Whether seen as a statement about dwindling food reserves and farming, or simply as a playful gesture executed to make people look twice, ‘……that Hourglass Figure’ will, for the period of 3 months, reinvigorate and reinterpret an architecture of time past.  What appears to be a deep breath in will hopefully cause viewers to question perception and shifts in normalcy within the preexisting environment.

Hourglass-figure

‘Bacon’ by M. Brady Clark

June 15th, 2010 : : : : Tag Words: ,

For the next 14 weeks, we will be presenting, one by one, each Stored Potential banner and designer.  Since we are essentially creating one grand mural through individual perspectives, doing so incrementally seems appropriate leading up to the October 3 giant dinner day.
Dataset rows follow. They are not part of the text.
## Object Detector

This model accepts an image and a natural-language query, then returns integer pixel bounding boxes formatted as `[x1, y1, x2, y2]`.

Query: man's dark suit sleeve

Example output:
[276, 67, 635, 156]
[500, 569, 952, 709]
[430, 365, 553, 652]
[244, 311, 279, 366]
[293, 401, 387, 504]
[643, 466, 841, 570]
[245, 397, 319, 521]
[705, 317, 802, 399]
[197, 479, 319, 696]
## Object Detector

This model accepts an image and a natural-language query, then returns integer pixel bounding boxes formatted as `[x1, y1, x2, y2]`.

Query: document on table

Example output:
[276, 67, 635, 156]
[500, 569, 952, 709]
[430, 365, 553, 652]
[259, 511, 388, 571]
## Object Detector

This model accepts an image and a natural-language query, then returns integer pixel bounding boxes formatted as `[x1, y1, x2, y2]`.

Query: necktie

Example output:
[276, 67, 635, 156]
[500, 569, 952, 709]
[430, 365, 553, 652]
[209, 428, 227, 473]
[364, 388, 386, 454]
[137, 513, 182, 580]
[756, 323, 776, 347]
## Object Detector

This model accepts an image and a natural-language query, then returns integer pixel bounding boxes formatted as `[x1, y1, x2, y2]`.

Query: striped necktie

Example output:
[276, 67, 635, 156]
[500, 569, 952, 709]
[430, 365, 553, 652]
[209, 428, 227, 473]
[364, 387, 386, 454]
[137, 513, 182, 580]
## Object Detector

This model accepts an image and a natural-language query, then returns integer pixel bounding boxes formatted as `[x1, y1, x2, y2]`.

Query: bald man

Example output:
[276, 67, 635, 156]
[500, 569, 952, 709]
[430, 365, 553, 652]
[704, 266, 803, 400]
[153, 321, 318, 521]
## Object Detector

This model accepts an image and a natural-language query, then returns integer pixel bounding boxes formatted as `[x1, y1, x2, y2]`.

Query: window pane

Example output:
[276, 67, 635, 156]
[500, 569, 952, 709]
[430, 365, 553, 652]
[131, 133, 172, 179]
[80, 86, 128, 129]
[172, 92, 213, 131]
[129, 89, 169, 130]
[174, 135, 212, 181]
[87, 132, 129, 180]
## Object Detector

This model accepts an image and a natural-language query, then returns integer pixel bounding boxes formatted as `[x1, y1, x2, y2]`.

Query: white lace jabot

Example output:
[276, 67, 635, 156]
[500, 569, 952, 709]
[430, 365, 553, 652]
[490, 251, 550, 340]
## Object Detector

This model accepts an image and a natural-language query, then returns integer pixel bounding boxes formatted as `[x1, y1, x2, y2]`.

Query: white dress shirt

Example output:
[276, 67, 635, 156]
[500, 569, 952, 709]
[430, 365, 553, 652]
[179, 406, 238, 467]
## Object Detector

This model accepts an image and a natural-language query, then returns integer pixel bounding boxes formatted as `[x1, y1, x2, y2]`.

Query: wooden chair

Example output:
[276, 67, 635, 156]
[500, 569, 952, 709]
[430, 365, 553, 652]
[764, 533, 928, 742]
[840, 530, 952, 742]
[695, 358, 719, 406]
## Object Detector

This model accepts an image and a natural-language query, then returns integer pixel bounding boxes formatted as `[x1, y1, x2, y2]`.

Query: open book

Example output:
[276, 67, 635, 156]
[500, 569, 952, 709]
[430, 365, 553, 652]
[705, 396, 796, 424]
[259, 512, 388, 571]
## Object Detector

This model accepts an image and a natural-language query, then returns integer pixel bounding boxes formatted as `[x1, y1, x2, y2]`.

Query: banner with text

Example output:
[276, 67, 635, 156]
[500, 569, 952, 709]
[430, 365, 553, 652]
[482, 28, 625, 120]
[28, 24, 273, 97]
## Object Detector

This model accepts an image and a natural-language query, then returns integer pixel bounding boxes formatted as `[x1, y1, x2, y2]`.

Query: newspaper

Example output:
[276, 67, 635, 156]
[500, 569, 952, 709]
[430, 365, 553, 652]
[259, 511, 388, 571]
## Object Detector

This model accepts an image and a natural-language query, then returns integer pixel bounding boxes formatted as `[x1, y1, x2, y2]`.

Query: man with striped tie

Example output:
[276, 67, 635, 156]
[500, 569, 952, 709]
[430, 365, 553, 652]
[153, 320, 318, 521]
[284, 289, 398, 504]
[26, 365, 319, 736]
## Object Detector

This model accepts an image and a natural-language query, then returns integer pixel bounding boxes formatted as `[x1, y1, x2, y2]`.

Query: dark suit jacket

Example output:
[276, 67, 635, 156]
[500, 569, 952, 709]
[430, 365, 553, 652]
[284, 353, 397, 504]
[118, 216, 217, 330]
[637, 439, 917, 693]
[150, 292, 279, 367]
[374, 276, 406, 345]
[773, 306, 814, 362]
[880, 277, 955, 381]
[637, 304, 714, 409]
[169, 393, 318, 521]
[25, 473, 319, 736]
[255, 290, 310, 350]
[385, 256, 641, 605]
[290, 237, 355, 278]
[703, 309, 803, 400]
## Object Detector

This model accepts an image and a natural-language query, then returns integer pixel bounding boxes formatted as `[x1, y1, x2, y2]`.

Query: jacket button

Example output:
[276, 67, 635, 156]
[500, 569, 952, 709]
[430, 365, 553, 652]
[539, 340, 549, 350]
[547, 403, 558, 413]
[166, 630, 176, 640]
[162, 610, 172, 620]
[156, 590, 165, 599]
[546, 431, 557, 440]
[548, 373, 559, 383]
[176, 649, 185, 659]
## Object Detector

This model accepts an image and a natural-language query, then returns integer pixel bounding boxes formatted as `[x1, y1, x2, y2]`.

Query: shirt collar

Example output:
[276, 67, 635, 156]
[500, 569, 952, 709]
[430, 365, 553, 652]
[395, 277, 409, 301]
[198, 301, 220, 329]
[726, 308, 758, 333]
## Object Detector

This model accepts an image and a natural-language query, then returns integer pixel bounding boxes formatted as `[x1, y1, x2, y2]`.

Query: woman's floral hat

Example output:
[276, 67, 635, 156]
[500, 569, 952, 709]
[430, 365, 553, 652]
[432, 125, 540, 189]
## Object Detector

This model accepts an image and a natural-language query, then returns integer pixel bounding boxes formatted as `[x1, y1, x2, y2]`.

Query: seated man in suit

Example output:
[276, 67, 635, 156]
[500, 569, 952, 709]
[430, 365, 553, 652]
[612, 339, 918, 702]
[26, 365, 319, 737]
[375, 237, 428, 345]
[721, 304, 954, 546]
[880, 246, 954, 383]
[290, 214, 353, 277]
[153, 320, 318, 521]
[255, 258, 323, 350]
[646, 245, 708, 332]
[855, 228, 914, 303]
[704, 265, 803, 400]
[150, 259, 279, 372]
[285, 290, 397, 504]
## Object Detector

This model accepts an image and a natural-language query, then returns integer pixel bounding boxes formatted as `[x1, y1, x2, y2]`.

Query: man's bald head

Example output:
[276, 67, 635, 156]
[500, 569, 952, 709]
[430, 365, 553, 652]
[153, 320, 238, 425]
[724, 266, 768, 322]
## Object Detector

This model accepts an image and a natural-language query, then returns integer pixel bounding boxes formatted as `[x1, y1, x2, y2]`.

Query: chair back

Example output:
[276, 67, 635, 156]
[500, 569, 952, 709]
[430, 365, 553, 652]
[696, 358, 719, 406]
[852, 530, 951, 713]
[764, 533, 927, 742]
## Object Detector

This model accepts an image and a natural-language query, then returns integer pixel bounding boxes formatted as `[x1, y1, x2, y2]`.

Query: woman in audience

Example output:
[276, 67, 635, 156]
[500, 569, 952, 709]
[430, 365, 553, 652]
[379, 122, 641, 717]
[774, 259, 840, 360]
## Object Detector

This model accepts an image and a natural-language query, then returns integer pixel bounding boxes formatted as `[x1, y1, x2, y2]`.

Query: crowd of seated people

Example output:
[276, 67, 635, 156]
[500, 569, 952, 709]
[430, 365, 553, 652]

We’d like to present Week #1 Banner ‘Bacon’ by M. Brady Clark.  His image is striking, simple, and speaks volumes about the Midwest.  Although it isn’t the ‘beef’ Nebraska is most identified with, nor is it condoned by vegetarian friends, it is nonetheless symbolic and representative of the place and certainly the landscape. The visiting jurors even commented that Omaha is also ‘pork’ town after their weekend in the city.  Meat is an important cultural identifier and aptly so since the mastodons crossed the Bering Straight Land Bridge from Asia to North America and entered the Great Plains some 10 million years ago. When the glaciers formed the massive ridges of sand dunes over north central Nebraska 5 million years later, the giant bison entered the picture and from then on, the great plains supported herbivores consuming up to 1,000 pounds of grass per day.  As late as the mid-1880s, undisturbed prairie still covered most of the heartland.  But following the Civil War when confederate money was worthless in the impoverished South, Texas cattlemen put herds on the trails north to Nebraska. (Nebraska Cattleman Association)

And here is where M.Brady Clark, hailing from Austin, Texas, enters the picture. He is no stranger to Omaha with his graphics work for Saddle Creek’s band Cursive, a connection the jury discovered at the end of the day when the identity of entrants was released, thus explaining the ‘Omaha feel’ to this submission.  Aside from Bacon, Clark has spent years in apparel, logo, and print design with an impressive list of clients represented by his companyFour Eyes Are Better Than Two.  Although his brainstorming partner is not a pig or cow (I argued that his submission could represent a really long flank), but rather a 6 foot tall taxidermy shark, M. Brady claims that his work is a culmination of the right opportunities mixed with creativity.  And that might be precisely what occurred here.  According to M. Brady, “My work is simply to use my God-given gift to make things better and more beautiful.”  Representing Bacon at nearly 80′ tall, on a grain elevator, might be the perfect combination of literal (grain transfer to animal protein) combined with scale to create abstract beauty.

M. Brady’s ‘Bacon’ is less about specific species of animal, but more about place, consumption, and culture.  Juror Mason White declared ‘Bacon’ as ‘out-Warholing’ another submission that directly referenced the quintessential Warhol exhibit The American Supermarket, which depicted a small supermarket where everything – from the produce, canned goods, meat, posters on the wall, etc. – was created by six prominent artists confronting the general public with pop art as the perennial question of what art is (or what it is not).  Perhaps Bacon, or less specifically, meat in general, is Midwest art?  Or more precisely in the context of the elevator and narrowly shaped silos only to be rivaled by corn……………….stay tuned.

Nonetheless, M. Brady claims his biggest challenge is to design with his client and project in mind first without adding in too much of his own aesthetic. In this instance, Clark’s clever style was a good fit when he claimed that “everything is better with bacon” which I have heard numerous vegetarian friends utter at various breakfast gatherings.